Ben tu vois, et contrairement à ce que j'ai pu lire ici ou là à mon sujet (je n'ai pas que des amies au sein de la "communauté"), je ne suis pas allée faire mon saut de l'Ange à Bangkok pour avoir plus rapidement et plus facilement une bête mention marginale sur mon extrait d'acte de naissance ou encore un passeport au nom de madame. Tiens au fait, en parlant de passeport, il paraît que les trans ne peuvent pas voyager à l'étranger à cause de ça, que vu que leur apparence ne correspond pas à leur identité, tout ça...mon cul ! A part le glandu à Orly qui a voulu faire du zèle et que j'ai remis à sa place, je n'ai jamais été emmerdée pour passer la frontière, il suffit juste que la photo corresponde et basta, et même avec un passeport biométrique. Après tout, c'est la même chose si t'es imberbe alors que sur la photo de ta pièce d'identité tu as une barbe à la ZZ Top. Et pour en revenir à ce que je disais plus haut, c'est sûrement pas la perspective d'un F sur ma carte d'identité qui m'aurait fait faire une telle chose si ça n'avait pas été ce que je voulais. Les transsexuelles se sont fait "vampiriser" par les transgenres...manquerait plus que Conchita Wurst milite pour que les trans gardent la barbe, qui est un attribut tout aussi féminin qu'une bite, comme chacun sait. Qu'il y ait des amateurs de l'entre-deux mondes, je critique pas, et si des transgenres veulent qu'on les appellent "madame" malgré le tuyau de pompe à essence qu'elles ont entre les cuisses, là aussi je m'en cogne, mais que chacune reste dans sa catégorie et n'aille pas demander des trucs au nom des autres. Déjà que les gens ont du mal à bien comprendre toutes les subtilités de la transidentité, alors avec ce genre de revendications c'est pas gagné ; c'est comme le fait d'avoir été placées avec les LGB, alors que les trois premières catégories parlent d'orientation sexuelle qui n'a aucun rapport avec l'identité sexuelle...quoique maintenant c'est un peu comme l'Europe élargie, vu qu'on ne dit déjà plus LGBT mais LGBTQIAH, pour Lesbiennes, Gays, Bis, Trans, Queers, Intersexués, Asexuels et Hétéros, te dire un peu l'auberge espagnole que tout ça est devenu.

Enfin bref, j'en reviens donc à ma grève surprise, et comme d'habitude c'est encore ma puce qui va gérer la crise car j'avoue que mon capital diplomatie est complètement tari, selon le principe des vases communiquant. Elle plaide mon cas face à l'avocate chargée de me représenter, ce qui doit constituer une première en soi, et le plus beau c'est qu'elle remporte l'adhésion du jury et celle du bâtonnier puisque mon affaire passera à titre exceptionnel comme c'était initialement prévu.
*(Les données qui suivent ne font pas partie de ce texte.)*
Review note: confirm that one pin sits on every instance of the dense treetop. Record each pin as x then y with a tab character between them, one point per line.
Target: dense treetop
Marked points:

Quand je disais que sous son apparence fragile elle est capable de porter le Monde, ma petite femme. C'est ainsi que le lendemain nous nous présentons à l'audience, en évitant les médias qui se sont déplacés pour couvrir l'événement (pas mon audience hein, tout le monde s'en fout, mais le mouvement de grève des avocats). On arrive dans la salle du Conseil dans laquelle trois magistrats nous font face, ainsi que le bâtonnier qui va déposer le préavis, deux ou trois avocats, et un couple qui vient pour une adoption. Renvoi d'une dizaine de dossiers à une date ultérieure et puis arrive notre tour.

Le président appelle le demandeur, à savoir moi, en ces termes : "Monsieur Olivier ***, dans le cadre d'une affaire de changement de genre et d'identité" puis il scrute la salle pour voir si je suis là ou pas. Je lève le doigt en disant "c'est moi" et aussitôt il rectifie le tir et me donne du "madame", ce qui augure assez bien la suite des débats. Il me pose les questions classiques sur le pourquoi du comment, si ça se passe bien au boulot (lol), si on a des enfants, un abonnement Canal plus et le gaz à tous les étages. Puis il s'adresse ensuite à mon p'tit sucre, "vu qu'il existe un fort lien matrimonial entre nous" et qu'il voudrait bien savoir si elle est au courant et ce qu'elle en pense. Et là elle se met à expliquer...tout, les années passées, les doutes, les questions, les souffrances, notre couple, les autres, la Vie, du moins la nôtre. Elle, si réservée d'ordinaire, plus rien ne l'arrête à présent, elle parle et parle encore devant ces inconnus revêtus de leurs atours de justice, elle raconte nos 16 ans de vie commune, nos 13 ans de mariage, son amour pour sa Caro dont elle ne peut occulter la vie d'avant, "notre" transition, et puis surtout la perspective de cette nouvelle vie à deux, dans laquelle nous n'aurons plus à nous justifier de quoi que ce soit ni à supporter la bêtise et l'incompréhension des autres, si ce ne sont les regards désapprobateurs à l'encontre de deux femmes ensemble. Bienvenue en 2014.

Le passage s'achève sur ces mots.